Mini Skyrocket. Radio control profile fun-fly scale twin model, for 0.15 power.
Quote: "Ken Swailes and I have a love affair - no, not with each other, no one could love that hairy monster, but with the Grumman Skyrocket. It started back in late 1998 when I was looking for an easy and safe twin-engined model, which would have a more entertaining performance than the average twin. The 52 in wing span slimline 'Skyrocket' was the result and it exceeded all expectations with regard to flying characteristics, especially its ability not only to fly one engine, but to perform most of the aerobatic schedule on one. Such are the safety margins of this Boddo-friendly aeroplane that the prototype model, now five years old, is still flying and has hundreds of flights to its name.
The Skyrocket twin was followed by the Super Skyrocket, a four engined version, with two MDS 28 engines and two 18's (MF plan no. 12, April 2000), and this also is still in the land of the living; it has not been flown as much as the twin version, simply because it is rather large to cart around, but it is a tour-de-force in the air.
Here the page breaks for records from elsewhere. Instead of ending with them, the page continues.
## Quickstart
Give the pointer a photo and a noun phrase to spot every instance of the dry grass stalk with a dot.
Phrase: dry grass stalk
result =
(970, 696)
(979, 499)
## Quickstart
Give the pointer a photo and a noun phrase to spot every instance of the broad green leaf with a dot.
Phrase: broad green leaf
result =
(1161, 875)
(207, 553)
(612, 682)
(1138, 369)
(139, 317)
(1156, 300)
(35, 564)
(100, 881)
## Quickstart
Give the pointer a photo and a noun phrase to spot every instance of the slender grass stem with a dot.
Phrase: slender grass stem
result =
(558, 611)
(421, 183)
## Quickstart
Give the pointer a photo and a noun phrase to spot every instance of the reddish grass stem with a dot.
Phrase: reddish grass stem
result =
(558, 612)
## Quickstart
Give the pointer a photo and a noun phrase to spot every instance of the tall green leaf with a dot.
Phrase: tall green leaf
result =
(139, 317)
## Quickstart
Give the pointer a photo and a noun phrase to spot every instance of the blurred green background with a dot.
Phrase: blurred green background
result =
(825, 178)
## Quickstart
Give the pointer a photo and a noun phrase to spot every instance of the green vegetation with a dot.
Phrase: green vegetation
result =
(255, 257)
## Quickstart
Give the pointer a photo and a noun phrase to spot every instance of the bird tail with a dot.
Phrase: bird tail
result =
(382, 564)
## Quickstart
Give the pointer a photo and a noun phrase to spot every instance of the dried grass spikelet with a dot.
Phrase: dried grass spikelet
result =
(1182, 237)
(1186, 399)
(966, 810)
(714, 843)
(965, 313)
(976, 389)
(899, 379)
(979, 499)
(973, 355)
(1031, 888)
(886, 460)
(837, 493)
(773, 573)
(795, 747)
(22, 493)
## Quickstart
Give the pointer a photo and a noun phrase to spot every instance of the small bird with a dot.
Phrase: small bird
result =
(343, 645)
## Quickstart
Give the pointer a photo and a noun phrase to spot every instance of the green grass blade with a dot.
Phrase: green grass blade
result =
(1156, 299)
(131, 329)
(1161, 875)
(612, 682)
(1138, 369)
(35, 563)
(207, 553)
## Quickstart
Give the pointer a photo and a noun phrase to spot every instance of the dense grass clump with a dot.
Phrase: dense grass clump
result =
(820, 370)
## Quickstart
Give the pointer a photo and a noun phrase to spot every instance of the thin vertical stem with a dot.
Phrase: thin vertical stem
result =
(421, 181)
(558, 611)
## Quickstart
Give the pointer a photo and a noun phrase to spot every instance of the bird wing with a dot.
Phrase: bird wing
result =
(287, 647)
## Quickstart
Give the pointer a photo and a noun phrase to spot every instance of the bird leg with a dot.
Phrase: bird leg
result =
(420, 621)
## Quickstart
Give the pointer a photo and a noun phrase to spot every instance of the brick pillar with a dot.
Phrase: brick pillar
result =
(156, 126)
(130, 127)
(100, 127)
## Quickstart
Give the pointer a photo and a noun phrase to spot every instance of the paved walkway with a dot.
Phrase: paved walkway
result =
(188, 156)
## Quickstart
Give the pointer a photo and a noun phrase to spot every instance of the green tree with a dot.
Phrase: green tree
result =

One Skyrocket which proved to be less than 100% successful was the 1/12th scale combat version. Yes, it flew, but it hadn't got the excellent and highly manoeuvrable qualities of the fun-fly types, so that one was dumped.
I then decided that I wanted a smaller profile fuselage model of the American experimental twin, of a size that would easily fit into the car, together with the four or five other models which accompany me when I go to the MAA model flying weeks. Hence the present Skyrocket, which follows the good manners of its predecessors, although it is a little faster in flight and won't slow fly to quite the ridiculous levels of the larger types. It remains impeccable on one engine without worries and over-shooting on one engine carries no fears. For these reasons it is not a good twin trainer, you won't find many scale twins as forgiving as this model.
0S15LA engines were used on the model, but any combinations of engines from 12 to 15 should be OK. You could probably use dissimilar engines, but if you do, use the more powerful one on the starboard side. It is an easy build, but try to avoid the temptation of 'beefing up' the structure, for one thing it doesn't need it and, more importantly, lighter models fly better. Use mini servos, there's no need to go to micro types, a normal receiver and a battery of around 300 to 400 mAh.
No additional ballast was required to obtain the correct balance point, I haven't experimented with different locations, but I don't think that it would be too critical. Start with the designated position, even if some nose weight is required and then remove it gradually, test flying each time.
One change I have made is with the positioning of the fuel for the starboard engine. On the prototype it was situated outside the hatch area and, naturally, that was the one to spring a leak, in the fuel tubing, and to contaminate the structure. It is now moved inside, where it can be got at, this means the fuel feed line has to be taken through the engine nacelle, a small price to pay for peace of mind. The larger versions had supporting struts for the tailplane, I haven't fitted them to the 'Mini', but you could use ali tube struts, from the underside of the fuselage to the main spar, if you wished. No more rattling, let's get building..."
Mini Skyrocket, R/C Model Flyer, August 2004.